[author life] 3 things you should never say to a writer

Warning: this post contains dangerous amounts of sarcasm and cyber tantrum-throwing.

From assuming I’ve received a six-figure book advance (sigh!) to telling me reading is boring, here are some of the biggest cases of foot-in-mouth buffoonery* I’ve encountered since announcing my booky-wooky news…

1. “Books are kinda boring – will there be an audio tape or movie?”
My usual response: “I’m not sure, my publisher hasn’t said anything but I’ll let you know if I find out.”
What I want to say: “Books are boring? My new life’s work is following you around scream-reading my novel into your wax-filled ears.”

2. “Can you give me a free copy of your book?”**
My usual response:
“Ahhh… errrr… ummmm… well…”
What I want to say: “Working on THE INTERN has taken me, my publisher and editors (and a collection of other people) more than two years, so if you’re happy to do your profession for free for the next 730 days, then I’ll gladly give you a copy.”

3. “You must be loaded now, just like J.K.Rowling”
My usual response: “Ah, actually, not even close… she’s in the very small percentage of authors who make a fortune from writing books.”
What I really, REALLY, REALLY want to say: “Excuse me while I go and eat two-minute noodles in the corner then cry myself to sleep.”

Final thoughts
Approach writers at your own risk: a sensitive/weepy/melodramatic author may write you into their next manuscript so they can plot your character’s untimely death or maiming (which will probably culminate with you drowning in a vat of shoe polish or choking on a spiky piece of pineapple).

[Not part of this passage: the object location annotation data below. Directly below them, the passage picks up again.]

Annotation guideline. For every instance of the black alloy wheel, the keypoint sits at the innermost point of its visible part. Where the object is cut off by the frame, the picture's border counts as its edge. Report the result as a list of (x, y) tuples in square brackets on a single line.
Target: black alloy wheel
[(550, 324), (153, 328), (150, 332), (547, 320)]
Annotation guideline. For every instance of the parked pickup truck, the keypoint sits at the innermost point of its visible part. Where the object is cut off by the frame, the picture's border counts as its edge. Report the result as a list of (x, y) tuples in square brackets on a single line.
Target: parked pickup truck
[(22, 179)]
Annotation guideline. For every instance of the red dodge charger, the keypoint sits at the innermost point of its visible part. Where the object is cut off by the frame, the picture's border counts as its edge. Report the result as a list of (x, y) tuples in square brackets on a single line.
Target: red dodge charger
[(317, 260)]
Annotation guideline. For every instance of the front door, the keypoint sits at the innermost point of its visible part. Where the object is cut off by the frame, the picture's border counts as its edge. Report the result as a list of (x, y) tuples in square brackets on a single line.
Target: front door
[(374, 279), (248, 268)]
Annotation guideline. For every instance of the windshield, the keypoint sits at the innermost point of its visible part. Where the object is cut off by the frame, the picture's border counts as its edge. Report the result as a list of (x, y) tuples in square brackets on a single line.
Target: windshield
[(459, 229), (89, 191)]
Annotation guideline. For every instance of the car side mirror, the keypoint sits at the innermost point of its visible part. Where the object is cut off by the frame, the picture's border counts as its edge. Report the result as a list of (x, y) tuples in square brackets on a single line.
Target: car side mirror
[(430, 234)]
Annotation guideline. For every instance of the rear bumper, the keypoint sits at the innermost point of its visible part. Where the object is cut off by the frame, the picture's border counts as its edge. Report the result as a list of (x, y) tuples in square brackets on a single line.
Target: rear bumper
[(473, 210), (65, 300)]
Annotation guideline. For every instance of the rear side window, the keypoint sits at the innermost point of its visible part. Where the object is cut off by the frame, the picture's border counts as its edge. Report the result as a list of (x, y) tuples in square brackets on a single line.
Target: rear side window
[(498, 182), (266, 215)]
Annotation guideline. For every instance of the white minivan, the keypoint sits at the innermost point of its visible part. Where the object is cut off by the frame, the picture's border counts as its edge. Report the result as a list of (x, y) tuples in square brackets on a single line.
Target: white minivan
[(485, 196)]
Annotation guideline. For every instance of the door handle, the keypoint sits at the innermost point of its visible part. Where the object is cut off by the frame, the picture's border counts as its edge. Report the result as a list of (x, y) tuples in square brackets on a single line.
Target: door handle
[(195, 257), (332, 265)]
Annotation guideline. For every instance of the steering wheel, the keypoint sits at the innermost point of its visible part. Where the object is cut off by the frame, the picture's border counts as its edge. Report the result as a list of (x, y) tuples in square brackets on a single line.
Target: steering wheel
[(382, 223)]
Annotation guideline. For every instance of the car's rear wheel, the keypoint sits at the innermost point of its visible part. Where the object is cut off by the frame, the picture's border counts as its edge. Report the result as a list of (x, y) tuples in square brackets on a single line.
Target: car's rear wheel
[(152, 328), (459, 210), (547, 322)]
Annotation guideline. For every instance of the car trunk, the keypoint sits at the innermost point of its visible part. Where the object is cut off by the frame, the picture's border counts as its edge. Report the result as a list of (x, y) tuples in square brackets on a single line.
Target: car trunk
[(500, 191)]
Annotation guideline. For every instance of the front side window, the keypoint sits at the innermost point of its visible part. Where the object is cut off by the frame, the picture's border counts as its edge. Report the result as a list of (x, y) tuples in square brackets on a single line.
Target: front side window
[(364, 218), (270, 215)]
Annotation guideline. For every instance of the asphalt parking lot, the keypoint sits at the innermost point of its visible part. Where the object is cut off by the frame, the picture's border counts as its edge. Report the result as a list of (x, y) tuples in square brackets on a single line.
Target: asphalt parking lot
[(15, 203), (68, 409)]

But never fear: if you avoid the three options above, then there is hope***.

Safe comments to say to writers include:

  • “No, your hair doesn’t look terrible.” (Danger: Don’t attempt this one if you can’t lie.)
  • “No, you don’t look tired.” (Danger! Danger!)
  • “No, I can’t really see that milk stain on your jacket.”
  • “You’re awesome.” (Note: Feel free to alternate awesome with pretty, amazing, incredible etc.)
  • “Living off two-minute noodles doesn’t sound that bad for your health.” (Once again, only suitable for exceptional liars.)
  • “Here, take this piece of chocolate.”
  • “Here, take this bar of chocolate.”
  • “Here, take this block of chocolate.”

*I can’t tell you how happy I am to have worked ‘buffoonery’ into this post.

**Note: Free review copies are the exception, obviously! When it comes to this question, the most common bandits are acquaintances, at best, like a friend of a friend’s sister’s neighbour’s cousin.

***Cyber tantrum complete. Thank you for your patience.